Hunter kills therapy dog during hike with trainer
An animal trainer in Canada was standing just 10 feet away from her therapy dog when a hunter shot and killed the pooch during their regular hike in the woods.
“Today my dog, my partner, was killed at point blank,” Valley Calderoni wrote in a heartfelt Facebook post following the tragedy.
Calderoni and colleague Markie Blackburn from Canine Valley, an animal rehabilitation center, were wrapping up their regular hike with the dog, Kaoru, and nine other dogs near lake Lucille, in British Colombia, on Monday when they heard a loud bang.
“It was so loud, my instinct made me crouch down,” wrote Calderoni.
She looked up to find her 4-year-old Tamaskan dog covered in blood.
“All I can see is my dog getting shot — her face, her eyes looking at me with absolute disbelief,” Calderoni told CBC. “I held her and I told her to go, just go, and she died.”
The hunter, a local resident whose name was withheld, allegedly mistook Kaoru for a wolf, Calderoni wrote on Facebook.
He stayed on the scene until conservation officers arrived.
“He was completely cooperative with the investigation,” conservation officer Kent Popjes told CBC. “It appears to be an error in judgment.”
No charges have been filed but an investigation is ongoing. It’s legal hunting season for mule deer and black bears, according to conservation officers. Wolves sometimes roam the area, but not where Calderoni walked with her dogs.
“We could have died.

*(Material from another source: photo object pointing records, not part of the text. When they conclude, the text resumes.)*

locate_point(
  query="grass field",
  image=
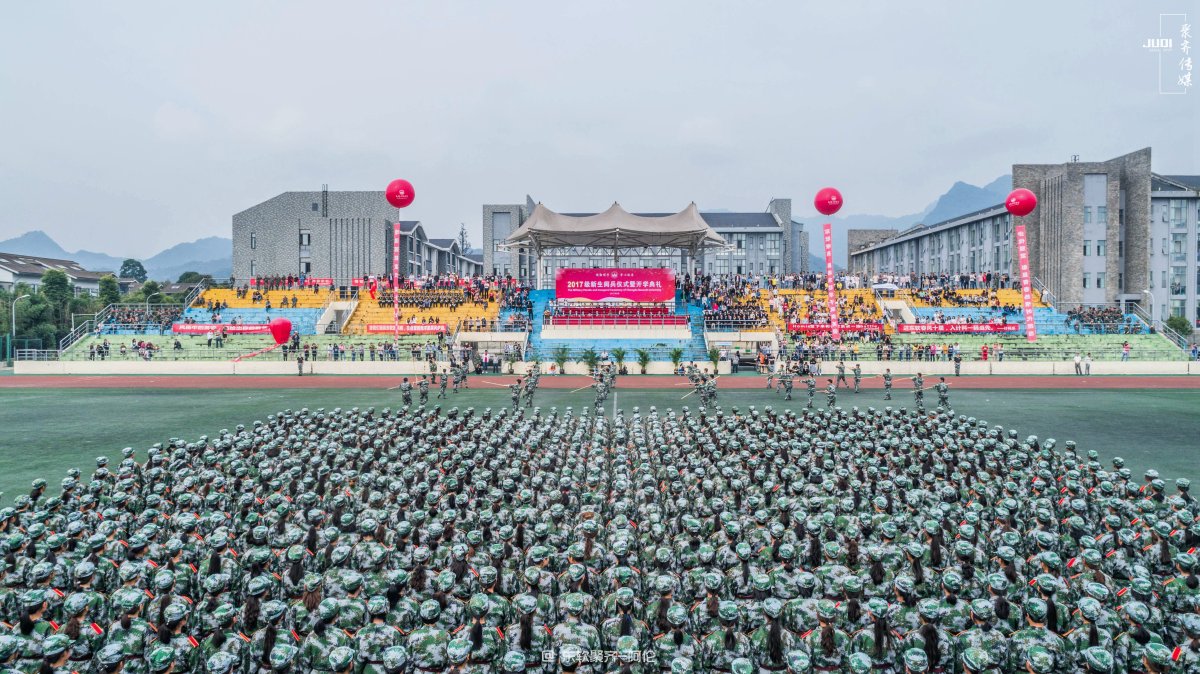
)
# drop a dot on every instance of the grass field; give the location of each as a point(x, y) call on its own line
point(46, 432)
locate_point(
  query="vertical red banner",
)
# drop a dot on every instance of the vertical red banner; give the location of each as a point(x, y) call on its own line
point(395, 281)
point(831, 284)
point(1023, 260)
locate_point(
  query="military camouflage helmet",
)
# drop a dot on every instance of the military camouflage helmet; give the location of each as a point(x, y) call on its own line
point(161, 659)
point(742, 666)
point(222, 662)
point(10, 645)
point(1098, 660)
point(859, 663)
point(55, 645)
point(976, 660)
point(108, 656)
point(341, 657)
point(459, 650)
point(395, 659)
point(915, 660)
point(513, 662)
point(681, 665)
point(431, 609)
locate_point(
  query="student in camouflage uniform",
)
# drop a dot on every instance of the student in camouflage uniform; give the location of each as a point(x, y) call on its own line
point(423, 389)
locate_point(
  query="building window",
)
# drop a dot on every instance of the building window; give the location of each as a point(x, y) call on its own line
point(1179, 217)
point(1179, 280)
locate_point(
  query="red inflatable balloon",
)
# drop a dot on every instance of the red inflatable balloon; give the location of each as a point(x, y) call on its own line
point(400, 193)
point(1021, 202)
point(828, 200)
point(281, 329)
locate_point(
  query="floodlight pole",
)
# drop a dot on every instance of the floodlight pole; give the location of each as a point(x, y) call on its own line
point(12, 337)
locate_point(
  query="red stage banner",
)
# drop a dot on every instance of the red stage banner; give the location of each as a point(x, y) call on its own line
point(616, 284)
point(957, 328)
point(832, 302)
point(408, 328)
point(814, 328)
point(202, 328)
point(1023, 260)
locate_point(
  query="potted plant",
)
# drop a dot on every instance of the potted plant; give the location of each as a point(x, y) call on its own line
point(561, 355)
point(618, 356)
point(643, 359)
point(589, 357)
point(676, 357)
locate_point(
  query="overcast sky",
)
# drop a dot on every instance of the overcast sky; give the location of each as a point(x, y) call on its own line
point(131, 126)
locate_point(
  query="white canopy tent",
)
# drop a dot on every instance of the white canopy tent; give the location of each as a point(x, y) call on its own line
point(615, 229)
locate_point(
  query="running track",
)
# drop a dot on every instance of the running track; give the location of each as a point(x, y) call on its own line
point(481, 381)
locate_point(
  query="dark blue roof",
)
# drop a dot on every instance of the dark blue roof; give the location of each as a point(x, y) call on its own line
point(717, 221)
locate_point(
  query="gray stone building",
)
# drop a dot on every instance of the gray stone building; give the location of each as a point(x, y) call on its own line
point(1103, 233)
point(339, 235)
point(760, 242)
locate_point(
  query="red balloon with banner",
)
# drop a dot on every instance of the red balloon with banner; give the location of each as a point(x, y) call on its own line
point(281, 329)
point(828, 200)
point(1020, 203)
point(400, 193)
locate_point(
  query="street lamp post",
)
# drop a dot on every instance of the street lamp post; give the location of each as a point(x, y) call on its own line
point(12, 337)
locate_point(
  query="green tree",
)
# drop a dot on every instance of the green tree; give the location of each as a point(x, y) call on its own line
point(561, 355)
point(1180, 324)
point(150, 288)
point(643, 359)
point(589, 357)
point(676, 356)
point(618, 356)
point(133, 269)
point(109, 290)
point(195, 277)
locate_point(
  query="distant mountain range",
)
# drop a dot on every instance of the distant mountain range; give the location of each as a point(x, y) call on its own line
point(213, 254)
point(961, 199)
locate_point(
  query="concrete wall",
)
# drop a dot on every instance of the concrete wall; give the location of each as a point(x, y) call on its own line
point(899, 368)
point(604, 332)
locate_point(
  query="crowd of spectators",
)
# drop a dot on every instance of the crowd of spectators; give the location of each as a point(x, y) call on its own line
point(1104, 320)
point(156, 317)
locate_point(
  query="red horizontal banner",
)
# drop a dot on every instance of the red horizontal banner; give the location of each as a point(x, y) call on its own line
point(408, 328)
point(811, 328)
point(619, 284)
point(957, 328)
point(233, 329)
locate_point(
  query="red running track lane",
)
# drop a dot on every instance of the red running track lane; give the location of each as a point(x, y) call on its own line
point(483, 381)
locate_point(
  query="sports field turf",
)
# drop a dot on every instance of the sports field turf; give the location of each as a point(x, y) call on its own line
point(46, 432)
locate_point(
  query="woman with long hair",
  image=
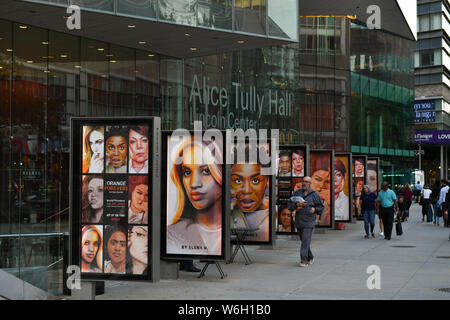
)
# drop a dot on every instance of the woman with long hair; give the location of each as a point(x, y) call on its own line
point(320, 168)
point(92, 202)
point(115, 248)
point(195, 225)
point(138, 203)
point(137, 252)
point(91, 249)
point(250, 204)
point(93, 149)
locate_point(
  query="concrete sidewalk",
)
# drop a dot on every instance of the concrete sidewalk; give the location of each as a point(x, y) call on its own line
point(339, 271)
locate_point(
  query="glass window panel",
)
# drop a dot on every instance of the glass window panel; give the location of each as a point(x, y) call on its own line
point(8, 193)
point(179, 11)
point(250, 16)
point(217, 14)
point(94, 80)
point(283, 20)
point(148, 98)
point(141, 8)
point(101, 5)
point(122, 71)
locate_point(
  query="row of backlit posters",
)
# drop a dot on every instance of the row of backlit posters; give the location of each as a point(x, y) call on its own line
point(331, 179)
point(139, 193)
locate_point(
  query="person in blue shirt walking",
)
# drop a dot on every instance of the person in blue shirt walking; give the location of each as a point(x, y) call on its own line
point(387, 206)
point(368, 209)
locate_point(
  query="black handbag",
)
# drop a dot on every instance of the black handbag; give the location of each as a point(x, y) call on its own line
point(398, 228)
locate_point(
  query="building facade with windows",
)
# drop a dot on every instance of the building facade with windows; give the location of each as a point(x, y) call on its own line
point(432, 84)
point(321, 75)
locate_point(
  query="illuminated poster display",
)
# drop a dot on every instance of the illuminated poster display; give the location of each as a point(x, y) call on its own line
point(342, 187)
point(359, 168)
point(115, 194)
point(194, 220)
point(292, 167)
point(373, 173)
point(252, 203)
point(321, 168)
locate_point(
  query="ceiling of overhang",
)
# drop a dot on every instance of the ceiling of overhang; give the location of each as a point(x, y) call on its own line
point(394, 17)
point(163, 38)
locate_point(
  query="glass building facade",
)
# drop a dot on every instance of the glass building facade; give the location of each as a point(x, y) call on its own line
point(330, 90)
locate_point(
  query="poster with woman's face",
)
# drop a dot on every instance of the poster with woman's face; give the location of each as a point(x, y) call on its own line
point(137, 250)
point(110, 198)
point(298, 163)
point(138, 206)
point(138, 142)
point(284, 164)
point(320, 168)
point(116, 146)
point(91, 248)
point(194, 202)
point(342, 185)
point(285, 220)
point(250, 199)
point(92, 199)
point(93, 142)
point(372, 175)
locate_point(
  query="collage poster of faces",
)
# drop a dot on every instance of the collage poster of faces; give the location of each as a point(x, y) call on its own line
point(115, 208)
point(359, 164)
point(250, 196)
point(372, 175)
point(320, 169)
point(194, 207)
point(342, 187)
point(290, 173)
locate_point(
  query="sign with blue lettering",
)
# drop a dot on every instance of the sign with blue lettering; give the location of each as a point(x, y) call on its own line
point(424, 112)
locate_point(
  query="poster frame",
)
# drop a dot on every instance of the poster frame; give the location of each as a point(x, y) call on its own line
point(331, 152)
point(350, 183)
point(226, 246)
point(354, 157)
point(291, 148)
point(75, 194)
point(377, 159)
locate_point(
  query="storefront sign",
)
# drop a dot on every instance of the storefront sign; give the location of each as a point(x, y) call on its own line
point(432, 137)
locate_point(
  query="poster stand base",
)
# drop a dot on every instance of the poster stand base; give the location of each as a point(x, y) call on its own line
point(170, 270)
point(207, 263)
point(86, 292)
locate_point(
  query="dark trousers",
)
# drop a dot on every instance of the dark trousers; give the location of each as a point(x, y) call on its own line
point(387, 215)
point(305, 250)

I hike in that location with kids all the time, could you imagine if a child had to experience that or worse if he had hit a child,” Calderoni wrote of the encounter.

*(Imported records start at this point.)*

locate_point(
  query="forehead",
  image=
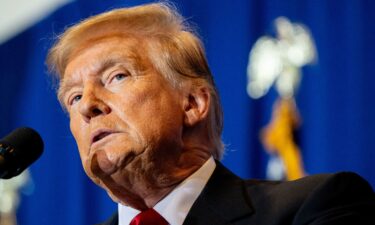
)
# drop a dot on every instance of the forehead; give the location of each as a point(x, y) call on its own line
point(97, 54)
point(99, 51)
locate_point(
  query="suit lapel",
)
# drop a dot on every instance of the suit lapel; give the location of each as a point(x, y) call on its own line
point(223, 200)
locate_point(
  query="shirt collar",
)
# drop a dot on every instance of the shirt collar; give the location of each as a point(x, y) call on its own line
point(176, 205)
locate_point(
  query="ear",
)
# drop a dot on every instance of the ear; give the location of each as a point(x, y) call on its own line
point(196, 106)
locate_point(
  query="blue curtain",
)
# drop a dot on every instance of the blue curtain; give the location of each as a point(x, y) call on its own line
point(335, 98)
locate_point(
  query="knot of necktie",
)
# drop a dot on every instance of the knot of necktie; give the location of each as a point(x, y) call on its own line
point(149, 217)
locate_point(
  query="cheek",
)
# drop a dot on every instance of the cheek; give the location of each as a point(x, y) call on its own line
point(79, 132)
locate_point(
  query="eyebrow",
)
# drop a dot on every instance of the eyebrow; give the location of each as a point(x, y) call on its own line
point(105, 64)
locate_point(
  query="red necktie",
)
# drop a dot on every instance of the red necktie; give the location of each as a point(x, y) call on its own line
point(149, 217)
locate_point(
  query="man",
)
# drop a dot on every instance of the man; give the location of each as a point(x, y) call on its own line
point(147, 120)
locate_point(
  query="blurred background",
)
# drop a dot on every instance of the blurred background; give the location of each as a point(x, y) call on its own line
point(335, 98)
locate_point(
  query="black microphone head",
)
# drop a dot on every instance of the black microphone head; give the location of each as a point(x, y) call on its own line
point(19, 150)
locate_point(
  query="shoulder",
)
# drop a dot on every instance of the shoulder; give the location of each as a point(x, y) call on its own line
point(339, 196)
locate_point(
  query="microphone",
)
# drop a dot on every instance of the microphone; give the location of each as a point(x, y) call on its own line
point(18, 150)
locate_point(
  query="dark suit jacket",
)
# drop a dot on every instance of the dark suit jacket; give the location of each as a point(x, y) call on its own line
point(342, 198)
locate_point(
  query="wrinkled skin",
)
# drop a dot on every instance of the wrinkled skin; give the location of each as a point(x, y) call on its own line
point(137, 135)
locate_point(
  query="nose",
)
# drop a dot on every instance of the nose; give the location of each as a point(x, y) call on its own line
point(93, 104)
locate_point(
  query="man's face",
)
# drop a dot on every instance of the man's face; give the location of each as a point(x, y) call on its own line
point(126, 118)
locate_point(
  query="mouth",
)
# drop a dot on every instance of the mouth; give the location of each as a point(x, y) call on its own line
point(99, 135)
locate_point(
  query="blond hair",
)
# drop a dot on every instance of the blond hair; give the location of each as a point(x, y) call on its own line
point(172, 47)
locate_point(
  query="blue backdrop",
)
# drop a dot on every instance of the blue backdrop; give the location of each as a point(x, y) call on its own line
point(335, 97)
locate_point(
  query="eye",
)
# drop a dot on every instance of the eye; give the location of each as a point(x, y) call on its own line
point(74, 99)
point(118, 77)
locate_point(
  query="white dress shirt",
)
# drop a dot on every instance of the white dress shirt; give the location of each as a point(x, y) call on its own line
point(176, 205)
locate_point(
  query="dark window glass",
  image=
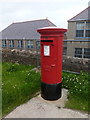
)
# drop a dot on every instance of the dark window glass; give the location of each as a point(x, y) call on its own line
point(86, 52)
point(87, 33)
point(79, 33)
point(78, 52)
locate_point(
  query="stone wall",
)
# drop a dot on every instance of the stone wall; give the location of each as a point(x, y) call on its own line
point(76, 64)
point(31, 58)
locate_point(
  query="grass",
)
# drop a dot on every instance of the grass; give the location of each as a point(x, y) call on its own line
point(78, 86)
point(19, 84)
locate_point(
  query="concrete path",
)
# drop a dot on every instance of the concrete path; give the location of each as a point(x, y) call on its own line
point(39, 108)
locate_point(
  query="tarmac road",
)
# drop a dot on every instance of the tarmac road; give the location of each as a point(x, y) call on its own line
point(37, 107)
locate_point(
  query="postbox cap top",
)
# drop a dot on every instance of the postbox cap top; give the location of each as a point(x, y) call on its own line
point(51, 29)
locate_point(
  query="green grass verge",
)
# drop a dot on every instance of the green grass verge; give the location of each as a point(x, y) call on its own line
point(78, 86)
point(19, 84)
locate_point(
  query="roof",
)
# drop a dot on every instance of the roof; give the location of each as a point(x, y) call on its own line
point(25, 30)
point(84, 15)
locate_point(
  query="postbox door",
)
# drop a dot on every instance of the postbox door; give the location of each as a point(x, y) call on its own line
point(50, 68)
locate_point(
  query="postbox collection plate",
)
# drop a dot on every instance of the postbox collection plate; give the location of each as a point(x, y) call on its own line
point(46, 50)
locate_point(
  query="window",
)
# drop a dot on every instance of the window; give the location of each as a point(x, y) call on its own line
point(80, 29)
point(80, 25)
point(64, 50)
point(78, 52)
point(11, 43)
point(3, 43)
point(38, 44)
point(87, 33)
point(30, 44)
point(86, 52)
point(83, 29)
point(79, 33)
point(87, 25)
point(20, 43)
point(87, 29)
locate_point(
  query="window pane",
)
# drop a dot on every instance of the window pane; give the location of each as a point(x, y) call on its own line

Calderoni – who adopted Kaoru when she was a puppy – spent thousands of hours training the dog to work with special needs children and adults with emotional problems.
“The most beautiful thing I ever saw Kaoru do was when she was working with Autistic children,” she wrote.
“These beautiful kids have episodes and would sometimes be rough with her, but Kaoru was amazing and followed her training perfectly. She would squint her eyes, lay down, and let out a sigh, the kids then would slowly begin to calm down as their hands crunched tightly on Kaoru’s fur.”
Calderoni started a GoFundMe page to raise the money needed to train another service dog, as well as start a campaign to extend the no-hunting zone to include the area she frequently walked Kaoru.
“I am in pain and I want to use this intense pain to help stop this, we can take a stand, we can change things. Please join us on our campaign KAORU’S SPIRIT TRAIL,” she wrote on the fundraising page.